Les caisses de pensions ont clôturé l’exercice 2025 sur un rendement moyen de 6,3%. Ce bon résultat a permis de rémunérer les assurés à hauteur de 4,3% et d’augmenter le degré de couverture à 114,4%. La part des obligations a atteint un nouveau plus bas, tandis que les actions ont représenté la classe d’actifs la plus importante au sein du portefeuille de placements pour la deuxième année consécutive. Malgré les incertitudes persistantes, les institutions de prévoyance suisses ont continué à dégager des rendements supérieurs à la moyenne durant les huit premiers mois de l’année 2026.

Performance positive et rémunération record

Grâce à l’évolution favorable des marchés financiers, les caisses de pensions suisses ont pu clôturer l’exercice 2025 sur un rendement moyen satisfaisant de 6,3%. Ce chiffre est largement supérieur à la moyenne des deux dernières décennies qui s’établit à 3,6% par an – et ce, malgré des marchés fortement perturbés par les annonces du gouvernement américain sur les droits de douane. Rapporté à l’ensemble des actifs gérés du deuxième pilier, cela correspond à un résultat des placements de 77 milliards de francs (fortune du 2e pilier de 1220 milliards de francs, statistique des caisses de pensions 2024 de l’OFS). Ce montant est supérieur aux cotisations cumulées des employeurs et des employés, qui ont avoisiné 67 milliards de francs l’année précédente.

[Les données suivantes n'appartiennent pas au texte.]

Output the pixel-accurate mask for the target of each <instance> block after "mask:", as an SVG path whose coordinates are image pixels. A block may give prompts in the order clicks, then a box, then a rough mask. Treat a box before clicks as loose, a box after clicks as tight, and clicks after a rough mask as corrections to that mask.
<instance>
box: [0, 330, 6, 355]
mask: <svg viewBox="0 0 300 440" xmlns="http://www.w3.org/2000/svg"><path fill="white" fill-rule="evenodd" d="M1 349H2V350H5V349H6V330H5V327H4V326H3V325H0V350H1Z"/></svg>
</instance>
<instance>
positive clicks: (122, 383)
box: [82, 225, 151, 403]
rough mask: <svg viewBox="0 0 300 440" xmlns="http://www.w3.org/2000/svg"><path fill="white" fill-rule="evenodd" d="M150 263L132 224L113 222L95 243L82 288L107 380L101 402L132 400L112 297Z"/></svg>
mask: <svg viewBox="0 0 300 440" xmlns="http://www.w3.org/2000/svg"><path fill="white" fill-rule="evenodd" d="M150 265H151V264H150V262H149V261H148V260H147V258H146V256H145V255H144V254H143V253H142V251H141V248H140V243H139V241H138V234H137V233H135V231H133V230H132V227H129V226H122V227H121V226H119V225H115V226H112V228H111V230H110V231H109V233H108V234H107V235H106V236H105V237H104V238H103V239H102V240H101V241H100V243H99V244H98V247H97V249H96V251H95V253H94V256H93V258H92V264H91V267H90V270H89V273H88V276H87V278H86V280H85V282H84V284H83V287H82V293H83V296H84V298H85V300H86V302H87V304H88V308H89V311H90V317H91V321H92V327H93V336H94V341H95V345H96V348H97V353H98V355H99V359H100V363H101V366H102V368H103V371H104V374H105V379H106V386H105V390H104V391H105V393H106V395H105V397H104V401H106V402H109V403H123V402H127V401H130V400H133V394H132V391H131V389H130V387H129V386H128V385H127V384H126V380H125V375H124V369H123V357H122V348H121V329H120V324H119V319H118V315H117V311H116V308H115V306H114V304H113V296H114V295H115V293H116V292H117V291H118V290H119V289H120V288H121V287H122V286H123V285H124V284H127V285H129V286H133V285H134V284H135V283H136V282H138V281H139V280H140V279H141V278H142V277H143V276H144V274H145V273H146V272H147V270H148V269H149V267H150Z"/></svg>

La performance positive a également bénéficié aux assurés: leurs avoirs de vieillesse ont été rémunérés au taux moyen de 4,3%, soit le niveau le plus élevé des 25 dernières années. L’année dernière, 99% des caisses de pensions ont accordé une rémunération supérieure au minimum LPP fixé par le Conseil fédéral. Sur les cinq années écoulées, c’est donc la troisième fois qu’elles reversent la majeure partie des revenus de leurs placements à leurs assurés.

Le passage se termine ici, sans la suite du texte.